Claimant for Reduced Price



Claimant for Reduced Price

Date: ____________________________________

Claimant’s Name: _____________________________
Address of Claimant: __________________________
___________________________

Name of Carrier: _____________________________
Address of Carrier: __________________________
__________________________

This claim for $ ______ (_____________________________ & ____/100 dollars) is made against the carrier named above by _________________________, Claimant, for overcharge in connection with the following shipment(s):

Description of Shipment: ____________________________
Name and address of Shipper: _________________________
Shipped from ____________________________ to ____________________
Final Destination: ______________________ Routed Via ____________
Bill of lading issued by _______________________ (Company) on the ______________ day of _________________, 19___.

Paid freight bill No. _________________ Truck No. _____________
And initials ___________________________,
Name and Address of recipient __________________.
Nature of Overcharge: __________________________

DETAILED STATEMENT SHOWING HOW AMOUNT CLAIMED IS DETERMINED

Number of packages __________________, articles  _______________, weight ___________, rate ___________, charges  _____________, amount of overcharge ________________ Dollars.

Authority for rate or classification claimed: __________________________________________

In addition to the information given above, the following documents are submitted in support of this claim:
(___________) 1. Original Bill of lading, if not previously surrendered by carrier.

(___________) 2. Original Paid freight (“expense”) bill.

(___________) 3. Original Invoice or Certified Copy.

(___________) 4. Weight Certificate or certified statement when claim is based on misrouting or valuation.

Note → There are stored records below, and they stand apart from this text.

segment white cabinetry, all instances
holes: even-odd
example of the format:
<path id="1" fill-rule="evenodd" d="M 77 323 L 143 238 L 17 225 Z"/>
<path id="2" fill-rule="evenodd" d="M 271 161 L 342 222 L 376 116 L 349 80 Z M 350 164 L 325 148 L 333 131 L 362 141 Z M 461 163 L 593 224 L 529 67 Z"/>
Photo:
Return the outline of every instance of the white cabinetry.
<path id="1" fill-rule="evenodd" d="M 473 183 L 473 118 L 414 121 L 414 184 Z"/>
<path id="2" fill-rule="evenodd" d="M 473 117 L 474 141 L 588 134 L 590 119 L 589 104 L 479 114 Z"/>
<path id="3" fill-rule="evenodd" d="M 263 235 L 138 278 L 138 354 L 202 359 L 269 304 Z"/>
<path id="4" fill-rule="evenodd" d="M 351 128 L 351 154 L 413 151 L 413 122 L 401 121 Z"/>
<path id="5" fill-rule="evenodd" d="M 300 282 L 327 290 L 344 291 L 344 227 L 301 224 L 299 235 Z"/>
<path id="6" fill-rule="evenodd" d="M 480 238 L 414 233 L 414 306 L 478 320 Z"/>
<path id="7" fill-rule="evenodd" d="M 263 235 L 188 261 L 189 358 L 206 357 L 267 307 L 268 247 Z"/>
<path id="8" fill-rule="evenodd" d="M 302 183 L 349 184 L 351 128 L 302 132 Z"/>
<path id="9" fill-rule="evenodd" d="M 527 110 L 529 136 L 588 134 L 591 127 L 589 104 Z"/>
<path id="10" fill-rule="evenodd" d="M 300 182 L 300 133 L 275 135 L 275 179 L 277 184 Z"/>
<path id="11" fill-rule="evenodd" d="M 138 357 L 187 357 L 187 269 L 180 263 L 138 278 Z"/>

(___________) 5. Other Particulars obtainable in proof of loss or damage claimed: __________.

Remarks: ________________________________________________________
________________________________________________________________
________________________________________________________________.

The above statement of facts is hereby certified as correct.

Dated: ________________________________.

______________________________________
CLAIMANT

Claimant for Reduced Price
Review List

This review list is provided to inform you about this document in question and assist you with its preparation.  Claims for price reduction are a standard feature of most commercial businesses.  This general format can be adapted to a host of different situations.  The more complete the form appears, the more apt you are to get a reduction in price, whether technically merited or not.

1. Make multiple copies.  Send one to the signatory by fax and/or mail.  Keep one with the transaction file.  Note a suitable date, such as 7 days later, to follow up by phone to finalize the result.  As with all negotiations, as suggested in our disc of that name, have your end goal in mind when entering into one of these transactions.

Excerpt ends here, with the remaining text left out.